SEATTLE — Despite maintaining that no laws were broken, an Everett auto dealer settled a more than two-year-old lawsuit filed by the state Attorney General Rob McKenna’s office. It charged the dealer and his operation with engaging in deceptive advertising and sales practices. 

In a deal reached last week, the owner of Performance Kia and the former Performance Nissan will pay $150,000 in attorneys’ fees and penalties to resolve the lawsuit. Performance Jeep-Eagle, the business that operated Performance Kia and the former Performance Nissan, is also on the hook for another $55,000 if the business continues to violate the Consumer Protection Act and other state laws.

“We were ready to go to trial as we felt we would prevail, but agreed to settle the dispute in order to avoid the high cost of litigation and the uncertainties inherent in any trial,” said a defiant Hugh Hall, owner of Performance Nissan and Performance Kia. “The agreement does not contain any admission of violation of any law, nor does it represent agreement with any of the allegations made by the Attorney General's office. In fact, we absolutely and flatly deny that any laws were violated.

The lawsuit was filed in 2010 after the attorney general’s office received multiple consumer complaints. Even while the lawsuit was pending, consumers continued to complain. One complaint described Performance Kia’s television commercials for the Kia Soul, which claimed the dealership was overstocked with the compact cars. The ads also allegedly claimed that they vehicles were marked down to $9,988, and guaranteed trade-in values of $4,000.

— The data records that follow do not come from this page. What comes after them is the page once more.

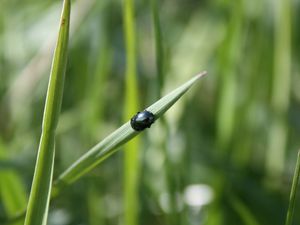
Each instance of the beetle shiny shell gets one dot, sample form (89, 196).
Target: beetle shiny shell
(142, 120)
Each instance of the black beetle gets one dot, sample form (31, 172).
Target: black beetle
(142, 120)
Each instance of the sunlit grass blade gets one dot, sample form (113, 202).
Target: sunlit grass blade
(122, 135)
(131, 155)
(37, 209)
(290, 212)
(281, 88)
(12, 192)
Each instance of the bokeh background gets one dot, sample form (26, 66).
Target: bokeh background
(225, 153)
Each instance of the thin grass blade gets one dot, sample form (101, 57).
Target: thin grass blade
(119, 137)
(290, 212)
(131, 154)
(37, 209)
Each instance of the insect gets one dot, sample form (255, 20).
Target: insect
(142, 120)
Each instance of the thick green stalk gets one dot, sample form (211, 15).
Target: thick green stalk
(131, 163)
(37, 209)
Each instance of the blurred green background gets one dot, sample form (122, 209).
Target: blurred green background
(225, 153)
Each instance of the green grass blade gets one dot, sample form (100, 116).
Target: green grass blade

One consumer complained that when he visited the dealership, none of the advertised vehicles were on the lot. Performance relied on language buried in the television ad that was said there was only one vehicle available. A sales associate also claimed the trade-in offer did not apply to the Kia Soul.

“I just sent a message to the dealership and said I thought their commercials are misleading and their sales tactics were bait and switch … he replied that their commercial was approved by the Attorney General,” the consumer wrote. “If you watch this commercial and still approve it, I would be very surprised.”

Assistant Attorney General Mary Lobdell responded: “We were surprised because we don’t approve television commercials. We’re not authorized to do so, and we certainly don’t approve of these kinds of sales tactics. We also don’t approve of ads that show pictures of junkyard jalopies, suggesting the dealership will pay $2,000 for trade-ins, no matter what condition, because we know that offer is seldom honored.”

Consumers also report being the victims of misleading tactics. One consumer, who complained when the dealership did business as Performance Nissan, spoke of a promotion for Nissan Altimas. “We test drove a car we liked and decided to purchase it,” he wrote in his complaint. “[T]he salesperson came back and told us this particular car was not part of the promotion and it would cost $2,000 more than the advertised price. [W]e felt like it was a ‘bait and switch.’ After further negotiation, the sales manager said he would split the difference and sell us the car for $1,000 more.”

Selling a vehicle at a higher price than advertised is a violation of both the Revised Code of Washington and Washington Administrative Code. The settlement, filed in Snohomish County Superior Court, resolved the Attorney General’s 2010 lawsuit against Performance and establishes a commitment by the dealer to revise its policies and practices.

Performance also agreed not to run ads that suggest the dealership will match buyers’ down payments, not to sell vehicles over the advertised price and not to engage in “false premise” advertising. The operation also must identify used vehicles in its advertising, as well as advertise only those vehicles that are in its possession, among other conditions.

“We continue to operate our business as we always have … in an ethical manner, compliant with the laws of the state of Washington,” Hall said. “This is reflected with the attorney general dropping many of its original allegations, including 'packing' and 'bait and switch,' neither of which is contained within this consent decree.”